[R] various R code maintenance (#1964)

* [R] xgb.save must work when handle in nil but raw exists * [R] print.xgb.Booster should still print other info when handle is nil * [R] rename internal function xgb.Booster to xgb.Booster.handle to make its intent clear * [R] rename xgb.Booster.check to xgb.Booster.complete and make it visible; more docs * [R] storing evaluation_log should depend only on watchlist, not on verbose * [R] reduce the excessive chattiness of unit tests * [R] only disable some tests in windows when it's not 64-bit * [R] clean-up xgb.DMatrix * [R] test xgb.DMatrix loading from libsvm text file * [R] store feature_names in xgb.Booster, use them from utility functions * [R] remove non-functional co-occurence computation from xgb.importance * [R] verbose=0 is enough without a callback * [R] added forgotten xgb.Booster.complete.Rd; cran check fixes * [R] update installation instructions
2017-01-21 13:22:46 -06:00
parent a073a2c3d4
commit 2b5b96d760
27 changed files with 561 additions and 327 deletions
--- a/R-package/R/xgb.importance.R
+++ b/R-package/R/xgb.importance.R
@@ -1,102 +1,92 @@
-#' Show importance of features in a model
+#' Importance of features in a model.
 #' 
-#' Create a \code{data.table} of the most important features of a model. 

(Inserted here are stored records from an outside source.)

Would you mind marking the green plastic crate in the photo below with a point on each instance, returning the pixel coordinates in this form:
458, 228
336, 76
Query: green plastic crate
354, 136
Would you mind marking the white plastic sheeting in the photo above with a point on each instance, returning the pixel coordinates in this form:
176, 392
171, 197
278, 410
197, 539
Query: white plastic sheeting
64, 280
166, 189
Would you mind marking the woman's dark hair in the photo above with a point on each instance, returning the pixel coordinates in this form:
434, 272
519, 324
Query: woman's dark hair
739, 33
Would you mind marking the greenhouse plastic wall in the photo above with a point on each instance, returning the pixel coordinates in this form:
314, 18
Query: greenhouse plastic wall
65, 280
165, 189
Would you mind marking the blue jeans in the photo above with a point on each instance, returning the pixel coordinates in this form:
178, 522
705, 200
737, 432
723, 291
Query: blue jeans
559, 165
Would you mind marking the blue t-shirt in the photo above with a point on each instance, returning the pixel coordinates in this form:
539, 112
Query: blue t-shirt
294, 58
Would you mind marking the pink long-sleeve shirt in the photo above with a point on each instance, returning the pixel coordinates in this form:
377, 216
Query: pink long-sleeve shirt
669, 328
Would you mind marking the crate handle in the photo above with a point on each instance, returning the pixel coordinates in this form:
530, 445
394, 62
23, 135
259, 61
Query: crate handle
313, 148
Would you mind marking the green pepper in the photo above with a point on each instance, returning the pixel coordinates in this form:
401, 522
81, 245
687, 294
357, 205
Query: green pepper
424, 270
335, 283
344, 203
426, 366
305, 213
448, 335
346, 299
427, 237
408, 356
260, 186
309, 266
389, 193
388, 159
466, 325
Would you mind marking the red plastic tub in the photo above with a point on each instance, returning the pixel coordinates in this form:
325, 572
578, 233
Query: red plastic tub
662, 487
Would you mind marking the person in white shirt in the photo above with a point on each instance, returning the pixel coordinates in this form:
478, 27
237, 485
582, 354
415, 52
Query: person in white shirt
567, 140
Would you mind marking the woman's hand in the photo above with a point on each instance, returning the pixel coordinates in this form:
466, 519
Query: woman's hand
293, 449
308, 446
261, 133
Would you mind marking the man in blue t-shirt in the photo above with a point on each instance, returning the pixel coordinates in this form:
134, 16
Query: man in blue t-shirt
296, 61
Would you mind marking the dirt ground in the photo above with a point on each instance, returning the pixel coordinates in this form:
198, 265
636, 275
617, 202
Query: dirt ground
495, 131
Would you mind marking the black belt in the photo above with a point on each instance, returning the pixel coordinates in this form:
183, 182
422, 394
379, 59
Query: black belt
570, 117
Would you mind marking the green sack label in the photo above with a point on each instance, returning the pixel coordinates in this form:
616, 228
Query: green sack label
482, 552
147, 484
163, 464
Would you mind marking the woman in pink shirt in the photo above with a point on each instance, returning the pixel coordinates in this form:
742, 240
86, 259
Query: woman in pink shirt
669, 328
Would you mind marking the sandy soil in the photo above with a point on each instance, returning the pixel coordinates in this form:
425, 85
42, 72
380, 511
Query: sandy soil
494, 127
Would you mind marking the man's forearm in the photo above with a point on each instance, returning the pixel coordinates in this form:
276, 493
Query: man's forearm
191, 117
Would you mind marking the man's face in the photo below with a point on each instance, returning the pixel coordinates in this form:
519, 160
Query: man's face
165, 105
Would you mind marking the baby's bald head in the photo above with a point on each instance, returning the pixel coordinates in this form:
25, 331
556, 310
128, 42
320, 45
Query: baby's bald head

+#' Creates a \code{data.table} of feature importances in a model.
 #' 
-#' @param feature_names names of each feature as a \code{character} vector. Can be extracted from a sparse matrix (see example). If model dump already contains feature names, this argument should be \code{NULL}.
-#' @param model generated by the \code{xgb.train} function.
-#' @param data the dataset used for the training step. Will be used with \code{label} parameter for co-occurence computation. More information in \code{Detail} part. This parameter is optional.
-#' @param label the label vector used for the training step. Will be used with \code{data} parameter for co-occurence computation. More information in \code{Detail} part. This parameter is optional.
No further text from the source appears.